With the July number, No. 3, The Savoy became a monthly magazine; and there is no doubt that its monthly appearance did much to arouse Beardsley to spurts of effort to make drawings, for he had an almost passionate love for the magazine. Yet this July that gave us the Lysistrata sequence only yielded the fine cover for the August Savoy, No. 4—but what a cover! To think that Beardsley drew this beautiful design of the lady beside a stand with grapes, beyond a gauze curtain, in the same month that he drew the Lysistrata sequence, and that it is the only design that could be published! It at least gives the world a hint of what it lost.

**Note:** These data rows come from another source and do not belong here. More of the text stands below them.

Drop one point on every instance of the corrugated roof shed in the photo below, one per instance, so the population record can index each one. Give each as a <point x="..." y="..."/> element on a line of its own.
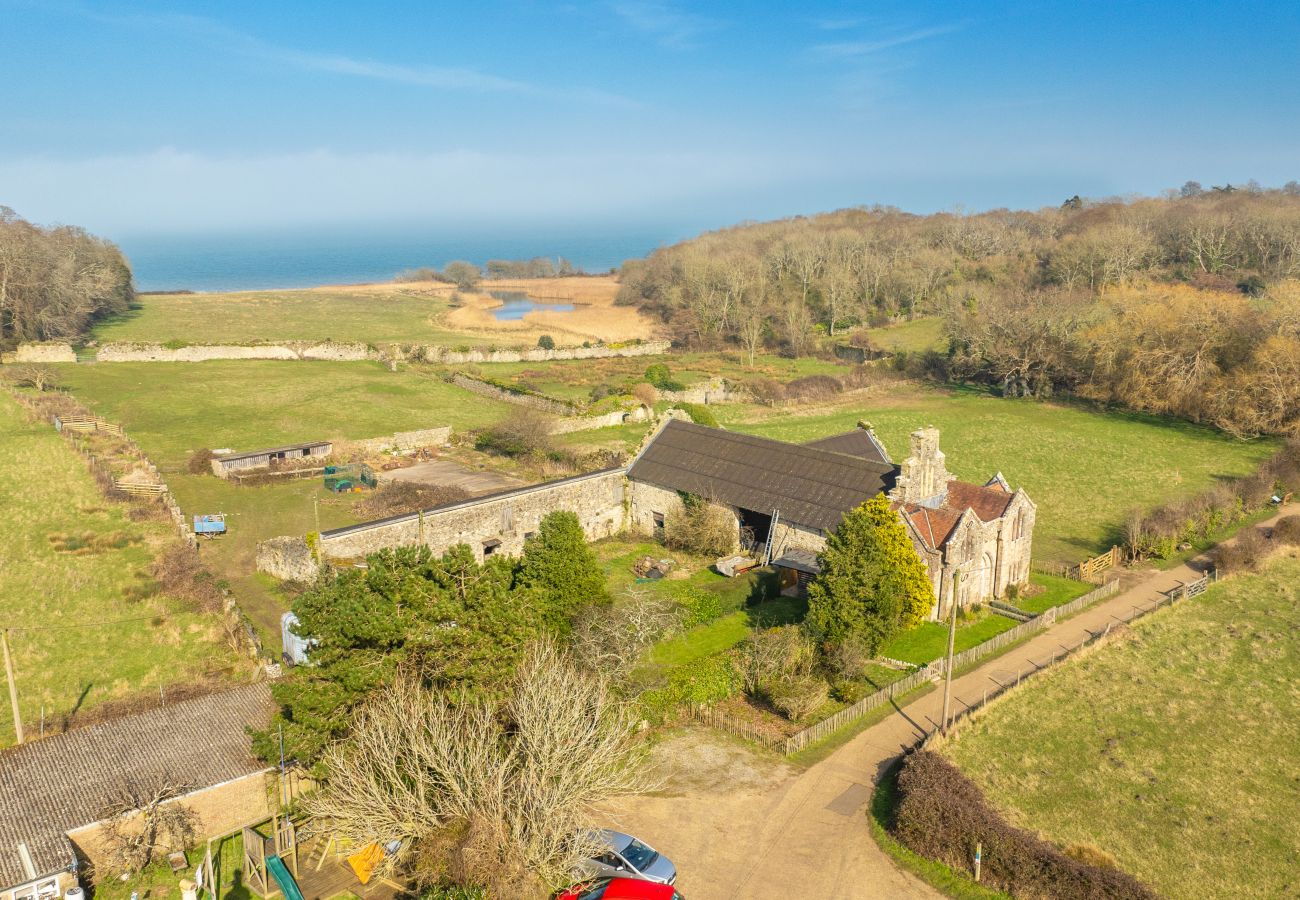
<point x="56" y="784"/>
<point x="809" y="487"/>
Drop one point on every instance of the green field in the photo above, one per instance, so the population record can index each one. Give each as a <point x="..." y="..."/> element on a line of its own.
<point x="48" y="596"/>
<point x="1173" y="748"/>
<point x="173" y="409"/>
<point x="1084" y="470"/>
<point x="248" y="316"/>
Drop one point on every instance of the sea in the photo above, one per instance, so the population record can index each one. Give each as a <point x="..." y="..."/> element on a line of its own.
<point x="306" y="258"/>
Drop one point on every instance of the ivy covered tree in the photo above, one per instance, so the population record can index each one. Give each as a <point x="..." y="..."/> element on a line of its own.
<point x="560" y="571"/>
<point x="872" y="584"/>
<point x="454" y="623"/>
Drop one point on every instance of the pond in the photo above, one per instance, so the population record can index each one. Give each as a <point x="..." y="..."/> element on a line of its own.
<point x="516" y="304"/>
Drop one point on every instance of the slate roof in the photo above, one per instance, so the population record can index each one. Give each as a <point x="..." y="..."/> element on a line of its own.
<point x="247" y="454"/>
<point x="60" y="783"/>
<point x="858" y="442"/>
<point x="809" y="485"/>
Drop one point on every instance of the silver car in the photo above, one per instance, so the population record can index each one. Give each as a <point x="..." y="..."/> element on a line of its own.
<point x="627" y="857"/>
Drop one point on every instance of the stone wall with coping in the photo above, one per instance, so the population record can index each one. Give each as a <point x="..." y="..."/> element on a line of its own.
<point x="44" y="351"/>
<point x="437" y="354"/>
<point x="199" y="353"/>
<point x="399" y="441"/>
<point x="598" y="500"/>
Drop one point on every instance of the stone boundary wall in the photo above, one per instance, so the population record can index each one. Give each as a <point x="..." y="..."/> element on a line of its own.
<point x="531" y="401"/>
<point x="714" y="390"/>
<point x="424" y="437"/>
<point x="596" y="498"/>
<point x="48" y="351"/>
<point x="438" y="354"/>
<point x="198" y="353"/>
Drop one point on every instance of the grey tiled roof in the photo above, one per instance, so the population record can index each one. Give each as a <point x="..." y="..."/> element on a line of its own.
<point x="809" y="487"/>
<point x="52" y="786"/>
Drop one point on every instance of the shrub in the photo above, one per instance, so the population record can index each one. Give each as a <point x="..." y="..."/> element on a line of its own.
<point x="700" y="414"/>
<point x="200" y="462"/>
<point x="698" y="606"/>
<point x="519" y="435"/>
<point x="941" y="814"/>
<point x="796" y="696"/>
<point x="772" y="654"/>
<point x="1287" y="529"/>
<point x="814" y="388"/>
<point x="645" y="393"/>
<point x="701" y="528"/>
<point x="766" y="390"/>
<point x="661" y="376"/>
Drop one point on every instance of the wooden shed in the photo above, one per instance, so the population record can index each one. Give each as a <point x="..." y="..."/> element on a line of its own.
<point x="228" y="463"/>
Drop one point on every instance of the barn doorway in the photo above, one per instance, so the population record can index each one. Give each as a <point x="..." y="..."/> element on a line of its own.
<point x="755" y="529"/>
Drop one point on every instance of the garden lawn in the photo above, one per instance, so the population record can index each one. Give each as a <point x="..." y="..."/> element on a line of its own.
<point x="1173" y="748"/>
<point x="173" y="409"/>
<point x="1056" y="591"/>
<point x="1084" y="470"/>
<point x="284" y="315"/>
<point x="47" y="597"/>
<point x="928" y="640"/>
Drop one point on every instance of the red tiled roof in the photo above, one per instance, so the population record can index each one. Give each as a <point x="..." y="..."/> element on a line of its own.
<point x="988" y="502"/>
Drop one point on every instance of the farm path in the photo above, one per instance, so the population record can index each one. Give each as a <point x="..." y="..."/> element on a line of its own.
<point x="806" y="834"/>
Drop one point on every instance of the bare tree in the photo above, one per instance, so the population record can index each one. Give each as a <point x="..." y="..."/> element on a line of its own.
<point x="146" y="820"/>
<point x="516" y="782"/>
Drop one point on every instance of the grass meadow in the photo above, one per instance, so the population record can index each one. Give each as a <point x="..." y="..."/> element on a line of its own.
<point x="173" y="409"/>
<point x="284" y="315"/>
<point x="50" y="596"/>
<point x="1173" y="748"/>
<point x="1086" y="470"/>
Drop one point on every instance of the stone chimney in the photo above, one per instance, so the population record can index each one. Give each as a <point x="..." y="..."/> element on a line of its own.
<point x="922" y="476"/>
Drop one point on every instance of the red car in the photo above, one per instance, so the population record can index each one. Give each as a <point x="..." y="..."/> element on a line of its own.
<point x="620" y="888"/>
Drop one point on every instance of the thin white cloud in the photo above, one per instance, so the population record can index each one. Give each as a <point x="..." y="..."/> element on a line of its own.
<point x="848" y="50"/>
<point x="449" y="78"/>
<point x="667" y="25"/>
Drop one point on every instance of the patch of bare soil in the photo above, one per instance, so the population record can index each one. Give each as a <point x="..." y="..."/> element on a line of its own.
<point x="697" y="761"/>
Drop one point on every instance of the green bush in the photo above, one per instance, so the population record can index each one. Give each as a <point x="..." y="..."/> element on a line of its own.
<point x="700" y="414"/>
<point x="698" y="606"/>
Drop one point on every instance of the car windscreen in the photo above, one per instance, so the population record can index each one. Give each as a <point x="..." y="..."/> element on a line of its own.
<point x="638" y="855"/>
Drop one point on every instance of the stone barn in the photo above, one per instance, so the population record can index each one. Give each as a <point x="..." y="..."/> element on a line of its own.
<point x="787" y="497"/>
<point x="56" y="791"/>
<point x="228" y="463"/>
<point x="784" y="500"/>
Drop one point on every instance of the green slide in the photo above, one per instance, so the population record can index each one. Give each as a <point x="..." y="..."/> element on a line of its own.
<point x="276" y="866"/>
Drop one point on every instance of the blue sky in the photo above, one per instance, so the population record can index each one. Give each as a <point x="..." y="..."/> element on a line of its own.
<point x="220" y="116"/>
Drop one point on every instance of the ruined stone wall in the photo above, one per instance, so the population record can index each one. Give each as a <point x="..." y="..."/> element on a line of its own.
<point x="531" y="401"/>
<point x="46" y="351"/>
<point x="198" y="353"/>
<point x="598" y="501"/>
<point x="287" y="558"/>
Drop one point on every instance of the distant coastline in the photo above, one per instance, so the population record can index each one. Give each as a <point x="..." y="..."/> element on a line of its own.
<point x="177" y="263"/>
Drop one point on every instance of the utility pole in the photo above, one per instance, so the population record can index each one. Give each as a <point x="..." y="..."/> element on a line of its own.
<point x="13" y="687"/>
<point x="952" y="643"/>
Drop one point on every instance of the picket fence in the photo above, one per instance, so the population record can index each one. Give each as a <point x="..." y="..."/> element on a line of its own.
<point x="930" y="673"/>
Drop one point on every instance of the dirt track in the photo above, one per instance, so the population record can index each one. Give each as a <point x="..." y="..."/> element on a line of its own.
<point x="774" y="833"/>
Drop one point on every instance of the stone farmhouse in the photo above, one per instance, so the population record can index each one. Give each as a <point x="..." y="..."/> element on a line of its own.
<point x="57" y="791"/>
<point x="783" y="497"/>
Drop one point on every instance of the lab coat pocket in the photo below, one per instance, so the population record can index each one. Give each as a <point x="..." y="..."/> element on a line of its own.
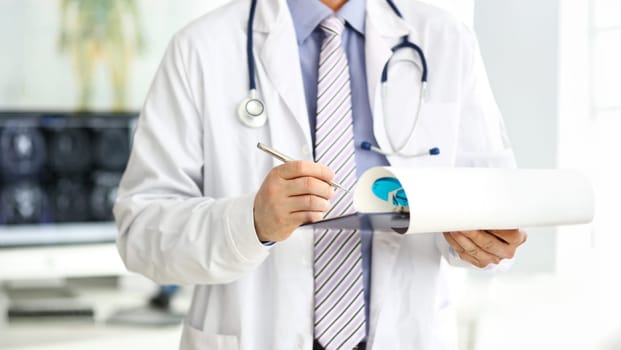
<point x="192" y="338"/>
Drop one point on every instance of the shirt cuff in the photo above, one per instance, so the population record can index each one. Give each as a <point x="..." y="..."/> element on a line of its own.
<point x="242" y="234"/>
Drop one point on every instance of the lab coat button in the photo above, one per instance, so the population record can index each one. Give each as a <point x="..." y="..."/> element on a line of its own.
<point x="306" y="150"/>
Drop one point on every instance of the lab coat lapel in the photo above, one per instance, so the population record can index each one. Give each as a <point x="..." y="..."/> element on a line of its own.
<point x="279" y="59"/>
<point x="383" y="30"/>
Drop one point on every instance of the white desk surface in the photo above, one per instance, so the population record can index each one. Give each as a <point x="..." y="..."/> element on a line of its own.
<point x="95" y="333"/>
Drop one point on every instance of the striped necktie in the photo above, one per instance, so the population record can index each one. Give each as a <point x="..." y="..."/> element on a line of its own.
<point x="339" y="291"/>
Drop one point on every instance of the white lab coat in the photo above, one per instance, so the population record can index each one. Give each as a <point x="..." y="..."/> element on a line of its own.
<point x="185" y="204"/>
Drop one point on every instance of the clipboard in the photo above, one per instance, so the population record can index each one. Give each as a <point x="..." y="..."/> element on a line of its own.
<point x="458" y="199"/>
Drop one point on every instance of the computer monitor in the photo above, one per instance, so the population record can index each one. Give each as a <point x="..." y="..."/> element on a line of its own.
<point x="58" y="178"/>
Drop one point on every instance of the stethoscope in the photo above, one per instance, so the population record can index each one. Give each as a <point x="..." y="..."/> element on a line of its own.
<point x="252" y="113"/>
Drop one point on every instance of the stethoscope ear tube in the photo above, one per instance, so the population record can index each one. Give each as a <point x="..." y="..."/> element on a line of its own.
<point x="251" y="110"/>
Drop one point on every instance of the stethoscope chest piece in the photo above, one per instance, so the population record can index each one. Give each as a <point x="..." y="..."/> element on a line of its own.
<point x="251" y="112"/>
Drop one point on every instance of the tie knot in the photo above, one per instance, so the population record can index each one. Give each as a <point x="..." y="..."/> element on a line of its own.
<point x="332" y="25"/>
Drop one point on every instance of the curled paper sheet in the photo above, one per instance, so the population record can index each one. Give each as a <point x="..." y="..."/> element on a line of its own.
<point x="454" y="199"/>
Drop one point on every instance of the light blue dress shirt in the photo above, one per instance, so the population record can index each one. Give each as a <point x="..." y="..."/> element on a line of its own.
<point x="307" y="14"/>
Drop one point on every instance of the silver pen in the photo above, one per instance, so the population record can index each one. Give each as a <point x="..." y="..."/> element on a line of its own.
<point x="280" y="156"/>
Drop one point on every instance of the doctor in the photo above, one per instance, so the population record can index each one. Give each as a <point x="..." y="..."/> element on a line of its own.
<point x="199" y="205"/>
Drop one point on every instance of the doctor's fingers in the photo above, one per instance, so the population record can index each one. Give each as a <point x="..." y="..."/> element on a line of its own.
<point x="514" y="237"/>
<point x="303" y="168"/>
<point x="309" y="186"/>
<point x="469" y="251"/>
<point x="493" y="243"/>
<point x="307" y="202"/>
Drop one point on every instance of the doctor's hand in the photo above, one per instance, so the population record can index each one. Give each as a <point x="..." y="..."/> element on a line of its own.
<point x="292" y="194"/>
<point x="484" y="247"/>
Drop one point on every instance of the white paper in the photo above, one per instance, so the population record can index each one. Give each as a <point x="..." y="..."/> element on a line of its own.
<point x="454" y="199"/>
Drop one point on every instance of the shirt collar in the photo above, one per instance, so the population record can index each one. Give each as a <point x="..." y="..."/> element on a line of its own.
<point x="307" y="14"/>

August at Boscombe yielded but the richly wrought cover of the Two Figures and the Terminal god beside a dark lake, for the September Savoy, No. 5, which he stupidly signed Giulio Floriani, and the uninteresting commonplace wash drawing in white on brown paper of The Woman in White which he had made from the Bon Mots line drawing long before—there was now much searching amongst the drawings and scraps lying in the portfolio. But in spite of a racked body, the cover-design showed him at his most sumptuous employment of black and white.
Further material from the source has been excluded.